Full disclaimer: I know something about Bash, little about the Powershell and almost nothing about .doc/.odf formats.
Upvotes: 1
Views: 924
Reputation: 3275
Merging TXTs into one DOCX and adding page breaks (PowerShell, requires MS Word):
[Ref]$rSaveFormat = "Microsoft.Office.Interop.Word.WdSaveFormat" -as [Type]
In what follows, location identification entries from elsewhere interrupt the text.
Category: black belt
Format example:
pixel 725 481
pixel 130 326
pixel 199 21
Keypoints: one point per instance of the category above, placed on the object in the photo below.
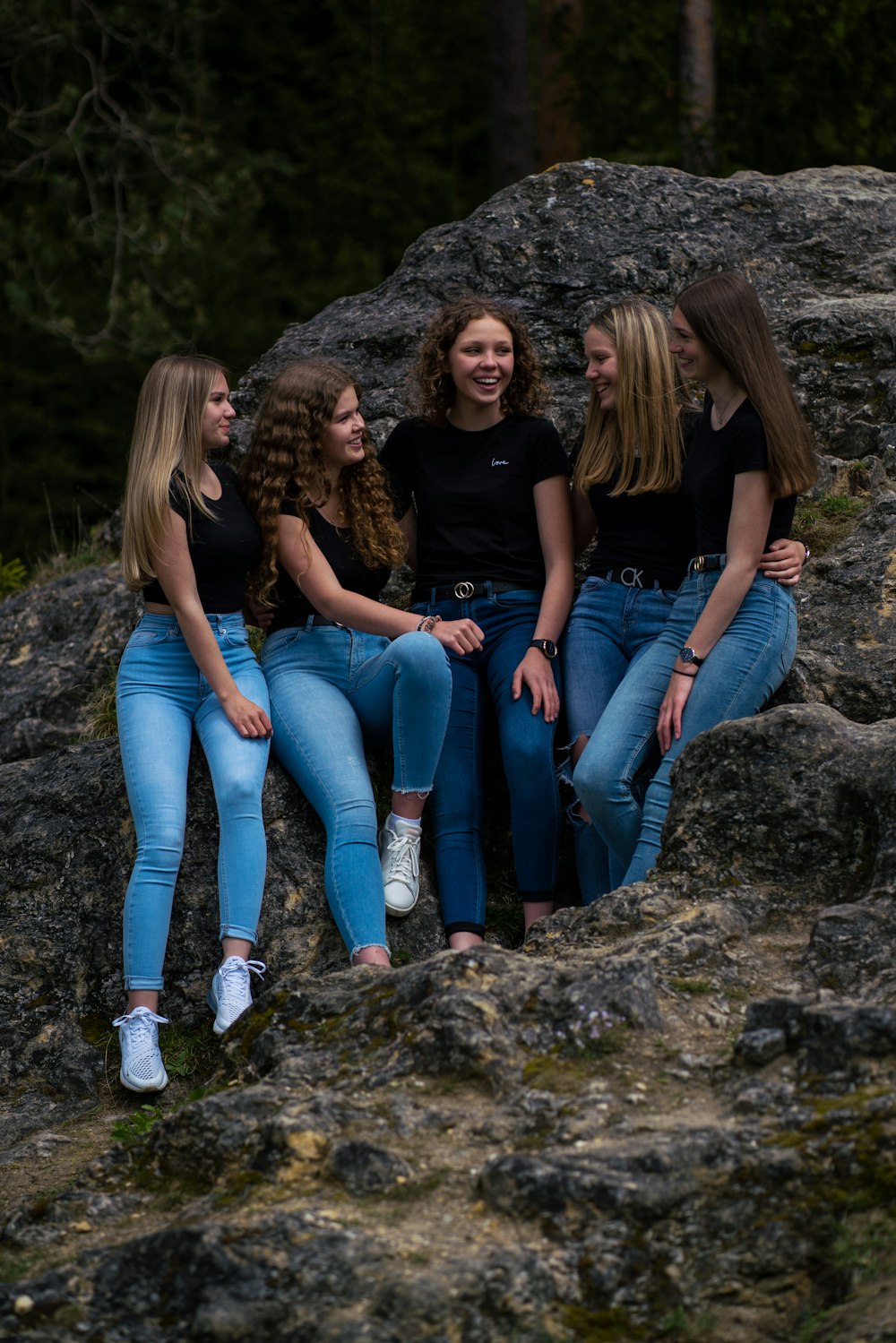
pixel 462 591
pixel 633 576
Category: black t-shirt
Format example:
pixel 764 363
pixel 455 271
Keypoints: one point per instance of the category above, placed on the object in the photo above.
pixel 708 478
pixel 473 495
pixel 223 547
pixel 290 605
pixel 649 532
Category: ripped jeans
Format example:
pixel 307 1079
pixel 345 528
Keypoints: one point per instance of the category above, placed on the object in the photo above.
pixel 332 692
pixel 740 673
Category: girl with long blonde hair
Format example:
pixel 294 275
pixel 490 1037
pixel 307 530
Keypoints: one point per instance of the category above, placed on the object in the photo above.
pixel 187 546
pixel 343 669
pixel 485 479
pixel 729 634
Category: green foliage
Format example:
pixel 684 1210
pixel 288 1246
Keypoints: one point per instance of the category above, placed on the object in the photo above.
pixel 823 522
pixel 136 1125
pixel 177 176
pixel 13 576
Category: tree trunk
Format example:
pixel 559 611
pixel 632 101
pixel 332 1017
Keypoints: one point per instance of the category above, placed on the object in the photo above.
pixel 697 69
pixel 559 128
pixel 509 93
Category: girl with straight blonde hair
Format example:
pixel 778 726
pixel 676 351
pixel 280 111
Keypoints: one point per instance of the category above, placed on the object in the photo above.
pixel 731 635
pixel 626 486
pixel 187 546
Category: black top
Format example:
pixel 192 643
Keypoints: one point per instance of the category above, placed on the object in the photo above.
pixel 290 605
pixel 223 547
pixel 473 495
pixel 649 532
pixel 708 478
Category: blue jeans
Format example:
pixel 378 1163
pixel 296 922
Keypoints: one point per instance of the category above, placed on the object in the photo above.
pixel 160 696
pixel 332 691
pixel 743 669
pixel 610 629
pixel 506 621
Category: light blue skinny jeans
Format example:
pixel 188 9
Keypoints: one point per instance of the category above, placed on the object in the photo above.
pixel 610 629
pixel 160 696
pixel 332 692
pixel 743 669
pixel 506 621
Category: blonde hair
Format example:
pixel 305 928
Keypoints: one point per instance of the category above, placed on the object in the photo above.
pixel 166 449
pixel 726 314
pixel 285 457
pixel 640 443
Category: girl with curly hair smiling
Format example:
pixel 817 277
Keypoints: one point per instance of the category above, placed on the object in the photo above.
pixel 343 669
pixel 187 546
pixel 490 533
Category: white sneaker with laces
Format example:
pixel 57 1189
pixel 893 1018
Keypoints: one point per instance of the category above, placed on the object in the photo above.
pixel 231 993
pixel 142 1065
pixel 401 863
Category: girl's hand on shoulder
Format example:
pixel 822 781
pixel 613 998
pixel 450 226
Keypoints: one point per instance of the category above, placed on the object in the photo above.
pixel 460 635
pixel 247 718
pixel 783 562
pixel 536 673
pixel 672 708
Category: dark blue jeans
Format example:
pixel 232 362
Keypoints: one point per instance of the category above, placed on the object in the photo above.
pixel 743 669
pixel 506 621
pixel 611 626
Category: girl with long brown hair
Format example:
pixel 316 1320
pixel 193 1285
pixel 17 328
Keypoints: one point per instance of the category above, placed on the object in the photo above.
pixel 626 487
pixel 343 669
pixel 731 634
pixel 187 546
pixel 487 478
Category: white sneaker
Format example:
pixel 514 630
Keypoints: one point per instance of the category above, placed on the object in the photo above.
pixel 401 864
pixel 231 993
pixel 142 1065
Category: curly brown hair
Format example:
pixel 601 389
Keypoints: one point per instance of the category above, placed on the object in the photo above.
pixel 433 385
pixel 285 460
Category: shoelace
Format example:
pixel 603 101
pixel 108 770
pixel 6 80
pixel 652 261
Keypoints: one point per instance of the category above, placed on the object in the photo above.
pixel 137 1020
pixel 234 979
pixel 403 855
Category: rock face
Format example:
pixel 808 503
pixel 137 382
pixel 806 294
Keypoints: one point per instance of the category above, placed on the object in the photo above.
pixel 672 1115
pixel 818 246
pixel 58 645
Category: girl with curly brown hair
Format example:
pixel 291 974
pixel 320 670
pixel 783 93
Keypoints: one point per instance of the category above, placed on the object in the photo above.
pixel 492 538
pixel 187 546
pixel 343 669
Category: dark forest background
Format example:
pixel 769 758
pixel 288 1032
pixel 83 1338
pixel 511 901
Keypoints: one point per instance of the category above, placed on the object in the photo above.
pixel 198 174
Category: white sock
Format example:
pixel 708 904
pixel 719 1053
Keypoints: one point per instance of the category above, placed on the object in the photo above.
pixel 400 823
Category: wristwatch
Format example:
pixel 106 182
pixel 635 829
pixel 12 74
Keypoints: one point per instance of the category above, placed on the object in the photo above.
pixel 689 656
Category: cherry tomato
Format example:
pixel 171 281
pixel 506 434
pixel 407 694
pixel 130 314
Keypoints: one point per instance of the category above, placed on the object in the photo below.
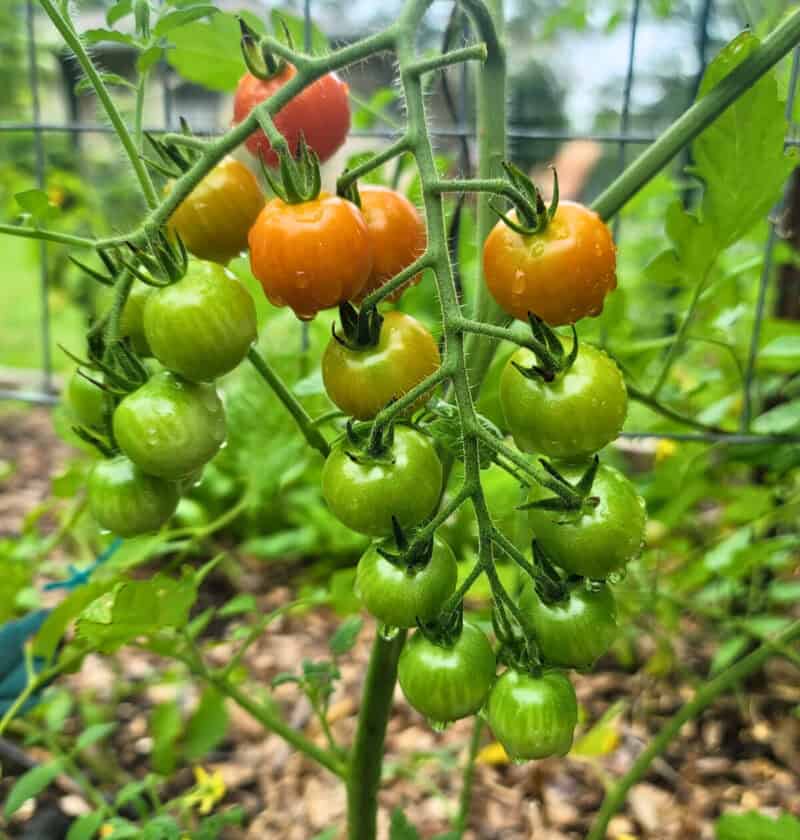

$oWord = New-Object -ComObject Word.Application
$oWord.Visible = $false
$sPath = <path to dir with txt files>
$cInFiles = Get-ChildItem $sPath
$sOutFile = $sPath + "\outfile.docx"
$iWordPageBreak = 7
$iNewLineChar = 11
$oDoc = $oWord.Documents.Add()
$oWordSel = $oWord.Selection
foreach ($sInFile in $cInFiles) {
$sInFileTxt = Get-Content $sInFile
$oWordSel.TypeText($sInFile)
$oWordSel.TypeText([Char]$iNewLineChar)
$oWordSel.TypeText($sInFileTxt)
$oWordSel.InsertBreak($iWordPageBreak)
}
$oDoc.SaveAs($sOutFile, $rSaveFormat::wdFormatDocumentDefault)
$oDoc.Close()
$oWord.Quit()
$oWord = $null
For explanations see this blog post on TechNet.
Edit: without Word you probably should use ODT format and directly edit content.xml. Example in Python. Though personally I would simply concatenate the TXT files. Unless you have a million of them it's faster and easier to add page breaks manually than actually edit XML.
Upvotes: 1